Mass spectrometric analysis The digested protein can be analyzed with different types of mass spectrometers such as ESI-TOF or MALDI-TOF. MALDI-TOF is often the preferred instrument because it allows a high sample throughput and several proteins can be analyzed in a single experiment - if complemented by MS/MS analysis. A small fraction of the peptide (usually 1 microliter or less) is pipetted onto a MALDI target and a chemical called a matrix is added to the peptide mix. The matrix molecules are required for the desorption of the peptide molecules. Matrix and peptide molecules co-crystallize on the MALDI target and are ready to be analyzed. The target is inserted into the vacuum chamber of the mass spectrometer and the analysis of peptide masses is initiated by a pulsed laser beam which transfers high amounts of energy into the matrix molecules. The energy transfer is sufficient to promote the transition of matrix molecules and peptides from the solid state into the gas state. Then the molecules become accelerated in the electric field of the mass spectrometer and fly towards an ion detector where their arrival is detected as an electric signal. Their mass is proportional to their time of flight (TOF) in the drift tube and can be calculated accordingly.
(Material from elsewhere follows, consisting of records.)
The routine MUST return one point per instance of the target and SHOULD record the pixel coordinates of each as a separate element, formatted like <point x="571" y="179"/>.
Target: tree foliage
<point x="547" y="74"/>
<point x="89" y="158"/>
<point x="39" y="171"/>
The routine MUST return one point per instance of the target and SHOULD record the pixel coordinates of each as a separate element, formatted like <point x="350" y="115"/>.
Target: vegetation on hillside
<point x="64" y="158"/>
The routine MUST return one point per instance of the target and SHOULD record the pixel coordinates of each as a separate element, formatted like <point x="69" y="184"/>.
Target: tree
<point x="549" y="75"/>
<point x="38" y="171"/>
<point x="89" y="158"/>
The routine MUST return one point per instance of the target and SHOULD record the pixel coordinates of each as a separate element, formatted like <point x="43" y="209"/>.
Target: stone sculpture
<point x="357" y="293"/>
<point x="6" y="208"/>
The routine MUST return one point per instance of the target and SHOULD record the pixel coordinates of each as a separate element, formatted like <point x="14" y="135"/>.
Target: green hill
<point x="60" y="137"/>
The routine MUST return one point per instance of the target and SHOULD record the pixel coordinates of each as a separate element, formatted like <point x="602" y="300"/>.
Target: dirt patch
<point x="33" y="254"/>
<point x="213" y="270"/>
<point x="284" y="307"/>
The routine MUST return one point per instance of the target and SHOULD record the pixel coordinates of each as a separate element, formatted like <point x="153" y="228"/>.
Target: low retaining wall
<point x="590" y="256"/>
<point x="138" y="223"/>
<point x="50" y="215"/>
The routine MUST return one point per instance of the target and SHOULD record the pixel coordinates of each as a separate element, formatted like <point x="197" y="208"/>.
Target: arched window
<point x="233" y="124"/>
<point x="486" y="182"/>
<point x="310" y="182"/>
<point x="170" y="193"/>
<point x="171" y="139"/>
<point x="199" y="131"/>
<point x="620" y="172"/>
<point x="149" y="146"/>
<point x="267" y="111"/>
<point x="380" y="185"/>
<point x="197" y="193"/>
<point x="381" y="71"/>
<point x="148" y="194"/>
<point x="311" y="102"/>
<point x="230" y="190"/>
Computational analysis The mass spectrometrical analysis produces a list of molecular weights which is often called peak list. The peptide masses are now compared to huge databases such as Swissprot, Genbank which contain protein sequence information. Software programs cut all these proteins into peptides with the same enzyme used in the chemical cleavage (for example trypsin). The absolute mass of all these peptides is then theoretically calculated. A comparison is made between the peak list of measured peptide masses and all the masses from the calculated peptides. The results are statistically analyzed and possible matches are returned in a results table.